Chemotherapy is a type of treatment that uses drugs to kill cancer cells or stop them from growing. Chemotherapy treatment may include one type of drug or a mix of two or more drugs. Your Oncologist will tell you the best options for you.
Chemotherapy treatment is often given in the Chemotherapy Suite or "Chemo Suite" found on the 4th floor of the Grand River Regional Cancer Centre. Some of the Waterloo Wellington Regional Cancer Program partner sites (opens in new window) also can give chemotherapy. Ask your health care team about care closer to your home.
Chemotherapy can be given:
- In a pill form (oral chemotherapy)
- Through a vein in your body (intravenous (IV) chemotherapy)
- By injection into your muscle or under your skin
If you are offered chemotherapy you will:
- Be asked to sign a treatment consent form
- Meet with your nurse to review the treatment and side effects
- Have your treatment booked and a schedule printed for you
- Meet with your cancer pharmacist on your first treatment day to review your pills, supplements and/or vitamins
- It is very important that you fill out Your Symptoms Matter (opens in new window) at each follow-up visit to monitor your symptoms
- You may not always get your chemotherapy at a cancer centre or cancer site.

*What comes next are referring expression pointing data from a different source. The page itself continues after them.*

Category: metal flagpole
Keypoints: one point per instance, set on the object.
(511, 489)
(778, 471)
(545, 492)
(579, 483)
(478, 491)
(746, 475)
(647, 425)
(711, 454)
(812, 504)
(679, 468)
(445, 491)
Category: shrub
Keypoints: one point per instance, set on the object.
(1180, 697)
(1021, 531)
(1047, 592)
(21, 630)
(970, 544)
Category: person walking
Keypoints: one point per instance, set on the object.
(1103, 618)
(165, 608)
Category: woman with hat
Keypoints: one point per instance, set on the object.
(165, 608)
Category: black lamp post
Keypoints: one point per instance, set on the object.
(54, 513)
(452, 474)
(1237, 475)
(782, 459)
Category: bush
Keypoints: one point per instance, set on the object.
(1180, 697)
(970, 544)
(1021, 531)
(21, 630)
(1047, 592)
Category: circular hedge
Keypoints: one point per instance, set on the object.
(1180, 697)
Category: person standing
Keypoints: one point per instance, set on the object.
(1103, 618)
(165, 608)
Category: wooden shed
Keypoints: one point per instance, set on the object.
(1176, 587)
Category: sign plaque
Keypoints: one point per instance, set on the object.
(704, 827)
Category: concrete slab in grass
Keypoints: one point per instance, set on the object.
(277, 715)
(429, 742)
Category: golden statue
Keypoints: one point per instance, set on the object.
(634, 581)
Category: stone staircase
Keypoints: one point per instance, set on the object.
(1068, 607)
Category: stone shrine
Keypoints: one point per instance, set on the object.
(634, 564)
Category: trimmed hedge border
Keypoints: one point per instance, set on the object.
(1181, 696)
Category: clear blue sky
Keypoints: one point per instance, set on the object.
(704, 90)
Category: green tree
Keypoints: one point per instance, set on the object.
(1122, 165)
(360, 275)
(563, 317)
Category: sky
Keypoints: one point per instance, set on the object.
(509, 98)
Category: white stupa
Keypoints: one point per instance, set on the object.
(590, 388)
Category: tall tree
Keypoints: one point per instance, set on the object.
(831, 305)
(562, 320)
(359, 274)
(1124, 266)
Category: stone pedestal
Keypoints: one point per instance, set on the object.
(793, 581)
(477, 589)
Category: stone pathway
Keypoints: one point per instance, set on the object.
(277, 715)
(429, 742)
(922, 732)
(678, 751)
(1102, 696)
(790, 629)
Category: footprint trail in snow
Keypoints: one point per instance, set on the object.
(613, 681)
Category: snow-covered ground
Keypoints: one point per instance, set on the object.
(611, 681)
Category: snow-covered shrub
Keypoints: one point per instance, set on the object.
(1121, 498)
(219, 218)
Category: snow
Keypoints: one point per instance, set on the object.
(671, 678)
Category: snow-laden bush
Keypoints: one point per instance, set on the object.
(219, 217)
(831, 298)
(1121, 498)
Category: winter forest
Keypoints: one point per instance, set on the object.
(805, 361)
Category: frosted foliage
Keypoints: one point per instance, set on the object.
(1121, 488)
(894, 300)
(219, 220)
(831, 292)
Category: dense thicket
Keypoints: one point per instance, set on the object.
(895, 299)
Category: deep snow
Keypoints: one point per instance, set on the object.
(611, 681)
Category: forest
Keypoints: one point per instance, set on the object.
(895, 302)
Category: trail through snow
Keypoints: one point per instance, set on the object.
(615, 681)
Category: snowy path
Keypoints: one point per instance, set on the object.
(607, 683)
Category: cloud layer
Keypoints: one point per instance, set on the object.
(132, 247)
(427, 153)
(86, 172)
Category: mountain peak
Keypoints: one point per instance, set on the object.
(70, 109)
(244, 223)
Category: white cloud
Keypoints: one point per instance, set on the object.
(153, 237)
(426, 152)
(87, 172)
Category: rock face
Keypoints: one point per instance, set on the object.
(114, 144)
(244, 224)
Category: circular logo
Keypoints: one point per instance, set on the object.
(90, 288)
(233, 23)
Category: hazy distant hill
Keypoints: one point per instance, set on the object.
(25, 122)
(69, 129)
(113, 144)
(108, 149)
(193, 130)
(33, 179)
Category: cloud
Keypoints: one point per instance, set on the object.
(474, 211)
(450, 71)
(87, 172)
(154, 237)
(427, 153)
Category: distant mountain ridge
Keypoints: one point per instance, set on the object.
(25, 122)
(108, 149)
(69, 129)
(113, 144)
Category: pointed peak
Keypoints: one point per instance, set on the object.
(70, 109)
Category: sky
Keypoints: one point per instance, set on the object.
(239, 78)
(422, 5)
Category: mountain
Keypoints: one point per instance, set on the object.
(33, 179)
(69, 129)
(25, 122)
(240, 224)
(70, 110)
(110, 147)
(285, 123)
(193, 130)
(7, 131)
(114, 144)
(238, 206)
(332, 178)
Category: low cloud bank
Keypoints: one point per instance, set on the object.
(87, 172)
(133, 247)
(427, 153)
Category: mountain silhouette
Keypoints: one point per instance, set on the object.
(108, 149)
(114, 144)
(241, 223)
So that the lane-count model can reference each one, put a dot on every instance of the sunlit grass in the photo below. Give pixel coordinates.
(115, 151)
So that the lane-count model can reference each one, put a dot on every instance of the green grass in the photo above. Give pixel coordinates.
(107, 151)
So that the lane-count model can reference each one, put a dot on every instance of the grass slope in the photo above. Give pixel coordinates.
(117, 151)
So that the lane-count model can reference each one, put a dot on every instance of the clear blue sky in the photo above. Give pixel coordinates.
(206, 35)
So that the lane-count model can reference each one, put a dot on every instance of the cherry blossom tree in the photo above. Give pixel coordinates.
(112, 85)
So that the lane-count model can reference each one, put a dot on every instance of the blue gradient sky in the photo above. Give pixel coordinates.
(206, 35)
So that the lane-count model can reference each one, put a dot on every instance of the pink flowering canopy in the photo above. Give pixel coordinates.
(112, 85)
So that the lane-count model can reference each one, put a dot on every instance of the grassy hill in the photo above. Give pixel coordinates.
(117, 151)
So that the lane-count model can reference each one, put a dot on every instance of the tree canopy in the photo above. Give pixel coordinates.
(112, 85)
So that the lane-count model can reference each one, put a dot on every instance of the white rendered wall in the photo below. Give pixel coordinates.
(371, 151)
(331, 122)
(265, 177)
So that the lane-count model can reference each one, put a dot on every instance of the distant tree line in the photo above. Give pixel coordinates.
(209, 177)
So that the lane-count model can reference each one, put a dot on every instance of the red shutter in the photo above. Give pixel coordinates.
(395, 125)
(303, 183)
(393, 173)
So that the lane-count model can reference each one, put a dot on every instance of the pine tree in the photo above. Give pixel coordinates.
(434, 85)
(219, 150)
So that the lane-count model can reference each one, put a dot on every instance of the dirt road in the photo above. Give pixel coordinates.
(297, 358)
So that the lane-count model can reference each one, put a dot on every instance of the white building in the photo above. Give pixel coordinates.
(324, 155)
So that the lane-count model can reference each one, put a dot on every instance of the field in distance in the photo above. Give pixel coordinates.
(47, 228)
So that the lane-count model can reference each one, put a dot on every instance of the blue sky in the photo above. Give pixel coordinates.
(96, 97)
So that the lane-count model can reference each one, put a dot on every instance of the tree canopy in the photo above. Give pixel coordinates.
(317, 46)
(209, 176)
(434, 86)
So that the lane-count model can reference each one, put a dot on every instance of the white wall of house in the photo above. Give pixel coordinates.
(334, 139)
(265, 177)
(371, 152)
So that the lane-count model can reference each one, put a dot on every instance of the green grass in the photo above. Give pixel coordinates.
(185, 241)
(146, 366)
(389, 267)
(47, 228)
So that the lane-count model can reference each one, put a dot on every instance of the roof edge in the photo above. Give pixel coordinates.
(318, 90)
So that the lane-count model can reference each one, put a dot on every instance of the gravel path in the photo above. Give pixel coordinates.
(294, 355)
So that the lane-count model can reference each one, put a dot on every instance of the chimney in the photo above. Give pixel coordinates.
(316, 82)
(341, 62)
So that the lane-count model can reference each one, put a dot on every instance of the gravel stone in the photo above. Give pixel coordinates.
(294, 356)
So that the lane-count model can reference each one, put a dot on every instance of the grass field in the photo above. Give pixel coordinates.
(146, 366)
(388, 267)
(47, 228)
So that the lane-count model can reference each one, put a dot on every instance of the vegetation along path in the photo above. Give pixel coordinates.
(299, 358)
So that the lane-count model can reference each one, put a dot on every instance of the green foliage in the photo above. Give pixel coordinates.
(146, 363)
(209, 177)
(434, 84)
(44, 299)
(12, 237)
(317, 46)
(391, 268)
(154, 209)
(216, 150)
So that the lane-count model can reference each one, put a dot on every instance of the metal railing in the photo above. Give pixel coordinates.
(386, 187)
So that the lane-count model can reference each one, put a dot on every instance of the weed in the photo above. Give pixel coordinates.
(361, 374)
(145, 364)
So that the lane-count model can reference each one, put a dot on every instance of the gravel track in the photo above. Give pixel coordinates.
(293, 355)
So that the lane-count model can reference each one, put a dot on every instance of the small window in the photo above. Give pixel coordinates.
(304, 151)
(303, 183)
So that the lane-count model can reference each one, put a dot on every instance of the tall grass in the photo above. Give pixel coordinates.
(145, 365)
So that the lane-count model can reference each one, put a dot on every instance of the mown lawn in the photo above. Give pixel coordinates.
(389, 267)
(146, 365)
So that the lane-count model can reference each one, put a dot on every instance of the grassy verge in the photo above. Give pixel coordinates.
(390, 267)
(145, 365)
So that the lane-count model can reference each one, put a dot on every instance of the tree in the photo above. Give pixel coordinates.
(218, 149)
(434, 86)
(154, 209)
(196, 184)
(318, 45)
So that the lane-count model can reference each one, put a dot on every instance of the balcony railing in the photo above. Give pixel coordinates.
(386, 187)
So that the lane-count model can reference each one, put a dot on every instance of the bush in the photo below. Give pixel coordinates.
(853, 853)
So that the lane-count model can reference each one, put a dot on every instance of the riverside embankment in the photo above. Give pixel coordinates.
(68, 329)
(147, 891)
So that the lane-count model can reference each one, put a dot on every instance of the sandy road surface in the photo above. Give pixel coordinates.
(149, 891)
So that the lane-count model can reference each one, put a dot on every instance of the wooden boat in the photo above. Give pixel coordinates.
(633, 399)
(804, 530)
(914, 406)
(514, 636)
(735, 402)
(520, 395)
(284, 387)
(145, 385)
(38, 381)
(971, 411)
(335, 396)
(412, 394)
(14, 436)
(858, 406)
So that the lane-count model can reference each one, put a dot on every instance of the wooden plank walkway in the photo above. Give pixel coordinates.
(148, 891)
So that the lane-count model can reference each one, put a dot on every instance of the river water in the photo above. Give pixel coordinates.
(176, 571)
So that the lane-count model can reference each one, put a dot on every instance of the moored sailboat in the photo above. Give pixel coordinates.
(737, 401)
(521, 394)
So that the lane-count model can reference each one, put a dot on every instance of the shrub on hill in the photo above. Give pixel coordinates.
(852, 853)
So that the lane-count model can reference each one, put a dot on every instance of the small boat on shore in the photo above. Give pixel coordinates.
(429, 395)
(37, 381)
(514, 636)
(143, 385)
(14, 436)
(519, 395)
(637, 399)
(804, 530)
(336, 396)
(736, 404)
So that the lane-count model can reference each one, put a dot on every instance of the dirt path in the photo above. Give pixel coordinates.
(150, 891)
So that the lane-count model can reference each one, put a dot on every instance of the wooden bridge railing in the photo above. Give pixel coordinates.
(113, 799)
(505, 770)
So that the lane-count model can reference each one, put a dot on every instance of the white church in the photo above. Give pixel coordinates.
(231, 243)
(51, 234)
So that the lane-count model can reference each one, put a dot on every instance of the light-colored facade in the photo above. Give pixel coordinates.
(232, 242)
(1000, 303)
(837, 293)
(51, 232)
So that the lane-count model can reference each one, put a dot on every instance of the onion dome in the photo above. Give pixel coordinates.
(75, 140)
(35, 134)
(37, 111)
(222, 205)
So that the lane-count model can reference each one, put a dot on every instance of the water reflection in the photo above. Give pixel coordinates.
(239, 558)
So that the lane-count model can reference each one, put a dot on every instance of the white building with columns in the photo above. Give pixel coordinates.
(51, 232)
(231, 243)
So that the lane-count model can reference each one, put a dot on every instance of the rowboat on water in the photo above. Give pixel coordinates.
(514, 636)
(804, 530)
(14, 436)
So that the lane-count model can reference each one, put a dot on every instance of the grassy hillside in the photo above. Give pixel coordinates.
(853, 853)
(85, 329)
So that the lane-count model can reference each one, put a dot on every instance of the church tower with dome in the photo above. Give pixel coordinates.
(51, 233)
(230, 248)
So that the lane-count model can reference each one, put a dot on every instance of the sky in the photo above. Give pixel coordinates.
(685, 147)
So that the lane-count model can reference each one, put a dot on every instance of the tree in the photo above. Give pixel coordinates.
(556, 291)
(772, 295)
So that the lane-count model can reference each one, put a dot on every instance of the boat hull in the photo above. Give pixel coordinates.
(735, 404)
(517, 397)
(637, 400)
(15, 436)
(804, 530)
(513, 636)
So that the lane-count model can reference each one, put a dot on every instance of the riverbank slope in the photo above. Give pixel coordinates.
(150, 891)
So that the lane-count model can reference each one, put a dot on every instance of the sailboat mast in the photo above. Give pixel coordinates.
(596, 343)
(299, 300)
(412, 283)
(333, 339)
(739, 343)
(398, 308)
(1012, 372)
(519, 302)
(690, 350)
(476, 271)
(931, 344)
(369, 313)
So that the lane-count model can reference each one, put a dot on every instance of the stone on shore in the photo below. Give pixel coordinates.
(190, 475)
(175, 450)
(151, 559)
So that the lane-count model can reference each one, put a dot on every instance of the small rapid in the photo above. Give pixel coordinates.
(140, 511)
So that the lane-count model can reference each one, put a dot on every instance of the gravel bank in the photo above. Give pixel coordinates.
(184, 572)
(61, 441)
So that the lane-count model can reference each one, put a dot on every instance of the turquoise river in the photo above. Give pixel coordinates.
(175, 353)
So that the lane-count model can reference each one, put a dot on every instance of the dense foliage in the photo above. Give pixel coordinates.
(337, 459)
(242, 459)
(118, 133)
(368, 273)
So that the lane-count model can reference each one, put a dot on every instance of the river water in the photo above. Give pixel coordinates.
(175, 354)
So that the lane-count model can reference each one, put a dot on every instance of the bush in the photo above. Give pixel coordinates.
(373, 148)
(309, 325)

Some chemotherapy is given in a pill form that you will take at home
- Your Oncologist will tell you how many treatments you will need
- If you have any questions while getting chemotherapy ask your clinic nurse or chemo suite nurse
- Unless told by your team, you can eat before and during your treatment. Make sure to pack snacks as some treatments can be long
- One care giver or support person can sit with you during your treatment or visit with you virtually (using a phone, tablet or cancer centre iPad)
- Your treatment plan may change over time
A central line is a thin, flexible catheter (tube) that will get placed into a vein in your neck, arm or chest.
A central line might be left in your body for weeks or months. It can deliver chemotherapy fluids, IV medications, IV fluids or nutrition. It may allow for less skin pricks.
You might hear the term "PICC line" during your visits. A PICC line is a Peripherally Insterted Central Catheter. It is put into a large vein on the inside of your arm, close to your elbow. The line travels inside of your vein to the top of your heart.
Implanted Device (Port-A-Cath)
An implanted device (a.k.a Port-A-Cath) is a small round titanium or plastic chamber. The top has a silicone (plastic) cover that will self seal after it is accessed by a special needle.
The port is placed under your skin. It can be on the right or left side of your chest. The catheter will travel under your skin, into a large vein near the collarbone through to the top of your heart.